I take your point. However, there has to be a however, language is only one factor we use to evaluate another. Vision is a huge determinant and those who do not have it are commonly believed to listen more intently not simply to the words or word meaning use but the tone and inflection, the emotions in their expression. We all do this to some extent. So word use is of limited use as a tool to evaluate another either in everyday life or in some sort of 'scientific' way.
I agree wholeheartedly with your premise that a lot of what is promoted or accepted even as 'science' is very poor to useless meaningless nonsense. i gave up on the nature / nurture debate long ago as I thankfully realised that the two overlap so extensively as to make division impossible and pointless to attempt. Intelligence may be one of those things we may never be able to fully define as there are simply too many factors involved.

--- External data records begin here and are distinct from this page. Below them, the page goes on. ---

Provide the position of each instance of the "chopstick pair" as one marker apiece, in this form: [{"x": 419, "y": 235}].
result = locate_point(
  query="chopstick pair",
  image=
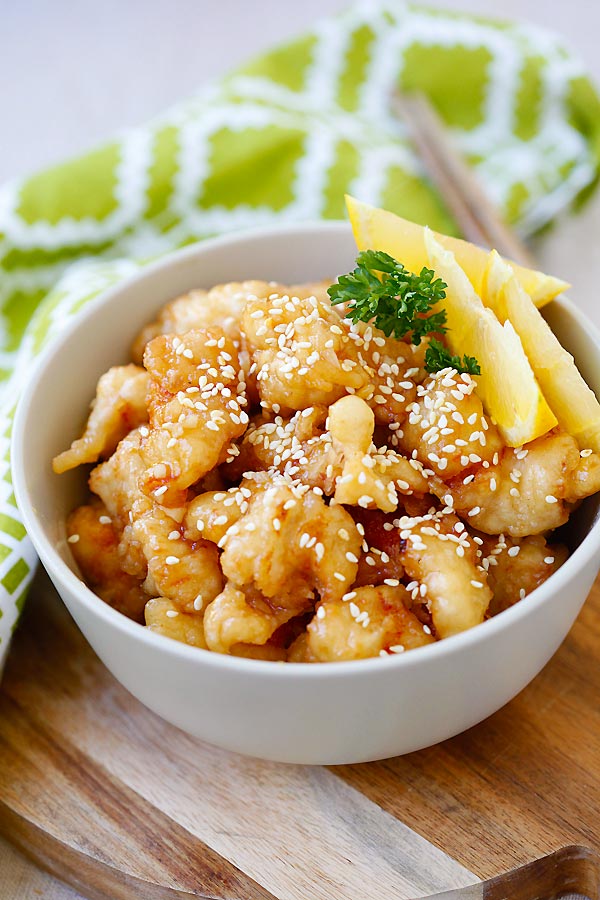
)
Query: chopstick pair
[{"x": 475, "y": 215}]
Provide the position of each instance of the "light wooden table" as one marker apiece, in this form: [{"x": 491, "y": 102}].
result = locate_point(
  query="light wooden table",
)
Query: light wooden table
[{"x": 74, "y": 73}]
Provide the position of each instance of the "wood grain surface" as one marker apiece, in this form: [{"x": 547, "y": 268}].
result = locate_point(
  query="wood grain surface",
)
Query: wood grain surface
[{"x": 112, "y": 799}]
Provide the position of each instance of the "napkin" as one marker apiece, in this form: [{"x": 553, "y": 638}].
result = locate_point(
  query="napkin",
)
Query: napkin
[{"x": 282, "y": 138}]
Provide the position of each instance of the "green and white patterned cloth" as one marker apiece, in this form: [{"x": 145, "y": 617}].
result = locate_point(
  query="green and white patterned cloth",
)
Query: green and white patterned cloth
[{"x": 283, "y": 138}]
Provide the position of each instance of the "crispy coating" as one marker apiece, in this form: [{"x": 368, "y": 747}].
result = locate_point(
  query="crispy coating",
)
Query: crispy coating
[
  {"x": 342, "y": 461},
  {"x": 395, "y": 368},
  {"x": 516, "y": 567},
  {"x": 96, "y": 552},
  {"x": 370, "y": 478},
  {"x": 280, "y": 483},
  {"x": 152, "y": 545},
  {"x": 447, "y": 429},
  {"x": 119, "y": 406},
  {"x": 222, "y": 306},
  {"x": 163, "y": 618},
  {"x": 369, "y": 621},
  {"x": 302, "y": 352},
  {"x": 531, "y": 490},
  {"x": 379, "y": 561},
  {"x": 287, "y": 543},
  {"x": 196, "y": 395},
  {"x": 440, "y": 556},
  {"x": 233, "y": 618}
]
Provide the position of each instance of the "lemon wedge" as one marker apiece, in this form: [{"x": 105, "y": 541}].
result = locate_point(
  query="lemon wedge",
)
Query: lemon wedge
[
  {"x": 378, "y": 229},
  {"x": 571, "y": 400},
  {"x": 507, "y": 385}
]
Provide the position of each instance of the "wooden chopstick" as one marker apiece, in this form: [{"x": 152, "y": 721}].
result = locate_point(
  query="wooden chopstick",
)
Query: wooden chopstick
[{"x": 475, "y": 215}]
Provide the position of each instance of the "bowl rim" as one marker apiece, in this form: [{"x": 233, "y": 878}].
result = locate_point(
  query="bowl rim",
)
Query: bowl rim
[{"x": 52, "y": 561}]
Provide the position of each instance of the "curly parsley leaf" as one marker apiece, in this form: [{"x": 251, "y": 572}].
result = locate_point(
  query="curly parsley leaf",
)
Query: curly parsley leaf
[
  {"x": 438, "y": 357},
  {"x": 398, "y": 302}
]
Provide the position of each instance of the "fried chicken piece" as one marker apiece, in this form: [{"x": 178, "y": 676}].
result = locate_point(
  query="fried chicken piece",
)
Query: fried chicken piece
[
  {"x": 119, "y": 406},
  {"x": 196, "y": 396},
  {"x": 163, "y": 618},
  {"x": 370, "y": 477},
  {"x": 282, "y": 546},
  {"x": 447, "y": 428},
  {"x": 531, "y": 490},
  {"x": 96, "y": 552},
  {"x": 232, "y": 619},
  {"x": 440, "y": 556},
  {"x": 342, "y": 461},
  {"x": 368, "y": 621},
  {"x": 221, "y": 306},
  {"x": 303, "y": 352},
  {"x": 379, "y": 562},
  {"x": 516, "y": 567},
  {"x": 153, "y": 546},
  {"x": 288, "y": 541},
  {"x": 396, "y": 369}
]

Just as black / white deductive reasoning is a limited though necessary attribute critical to survival in certain circumstance, it is a dangerous way of reasoning most of the time. People though simplify choices repeatedly to 'this or that', either / or choices without realising how poor this is for decision making. The marketing people are delighted that they do this and what many think is science is also using this all too common simplictic thinking to promote a desired outcome, usually a belief.